7. He argued that in as much as he was found guilty, it was evident that he had fallen into stress and depression after the loss of his business which led to his mental illness at the commission of the act.
8. Further that he was of good character and held a clean record before being charged in the matter herein. The accused family still hold him in high regard as per the Sentence Review Report where they indicated they would receive him, well if he is considered for review.
9. The accused submitted he was committed to Mathare Hospital and has since been treated, rehabilitated and released to Kamiti Prison.
10. He is still under medication and has promised to continue with the regimen as advised by the doctor.
11. His recent medical evaluations indicate that he is stable and fit to reintegrate into society.
12. He has since been in custody for about nine years and requests that this period be considered under section 333 (2) of the Criminal Procedure Code.
13. The prosecution alternatively submitted that this matter was fully heard and determined with judgements issued by two judges.
14. It was the prosecutions position that the court is functus officio and it cannot thus review or vary the sentence as it lacks jurisdiction.
15. It was their contention that the matter is now under the purview of the Executive arm of government or it can be appealed to the court of appeal. They therefore urged the court to uphold its previous decision and dismiss the application.
16. The sole issue for determination in this application is whether the sentence meted upon the Applicant should be reviewed.
17. I rely on the Supreme Court's landmark decision in Francis Karioko Muruatetu & Another v Republic [2017] eKLR, as well as subsequent jurisprudence on sentencing review and the treatment of offenders with mental illness in determining this application.
18. The Applicant was convicted of murder but found to have been suffering from schizophrenia at the time of the offense, leading to his detention at Mathare Mental Hospital under Section 165 of the Criminal Procedure Code.
19. The Applicant was detained at the pleasure of the President and he now seeks a review of his sentence, arguing that his prolonged detention is inhumane and degrading, particularly in light of his rehabilitation, medical stability, and the period already served in custody.
20. The prosecution contends that the court is functus officio and lacks jurisdiction to review the sentence, suggesting that the matter now falls within the purview of the Executive or the Court of Appeal.
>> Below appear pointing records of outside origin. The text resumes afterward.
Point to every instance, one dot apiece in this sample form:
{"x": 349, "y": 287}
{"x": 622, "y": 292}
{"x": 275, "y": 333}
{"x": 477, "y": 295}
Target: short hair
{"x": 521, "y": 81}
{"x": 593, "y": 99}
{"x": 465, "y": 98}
21. However, this position is untenable in light of the Supreme Court's directions in Muruatetu(supra), which affirmed the judiciary's role in ensuring that sentences are proportionate, just, and subject to review where circumstances warrant.
22. The court in Muruatetu(supra) emphasized the need for individualized sentencing, taking into account mitigating factors, including the offender’s mental health, age, and potential for rehabilitation.
23. This principle was further reinforced in William Okungu Kittony v Republic [2018] eKLR, where the Court of Appeal held that sentencing must be guided by the peculiar circumstances of each case, including the offender’s mental state and prospects of reintegration into society.
24. In the present case, the applicant has demonstrated significant mitigating factors: he was a first offender, suffered from a documented mental illness at the time of the offense, and has undergone treatment and rehabilitation, with medical reports confirming his stability.
25. His family has expressed willingness to support his reintegration, as evidenced in the Sentence Review Report.
26. Furthermore, he has been in custody for nine years, a period that must be accounted for under Section 333(2) of the Criminal Procedure Code, which mandates that courts consider the time already served in detention.
27. The High Court’s original order for detention at the President’s pleasure was predicated on his mental state at the time of trial, but given his subsequent recovery, continued indefinite detention would amount to arbitrary and disproportionate punishment, contrary to Article 50(2)(p) of the Constitution, which guarantees the right to a fair trial, including the right to the benefit of the least severe prescribed punishment.
28. The prosecution’s argument that the court lacks jurisdiction is misplaced. The High Court retains inherent powers under Article 165(3) of the Constitution to review its own decisions where justice so demands, particularly in cases involving mental health and prolonged detention.
29. This position finds support in Republic v John Kariuki [2020] eKLR, where the court held that detention orders under Section 165 of the Criminal Procedure Code must be subject to periodic review to ensure they remain justifiable.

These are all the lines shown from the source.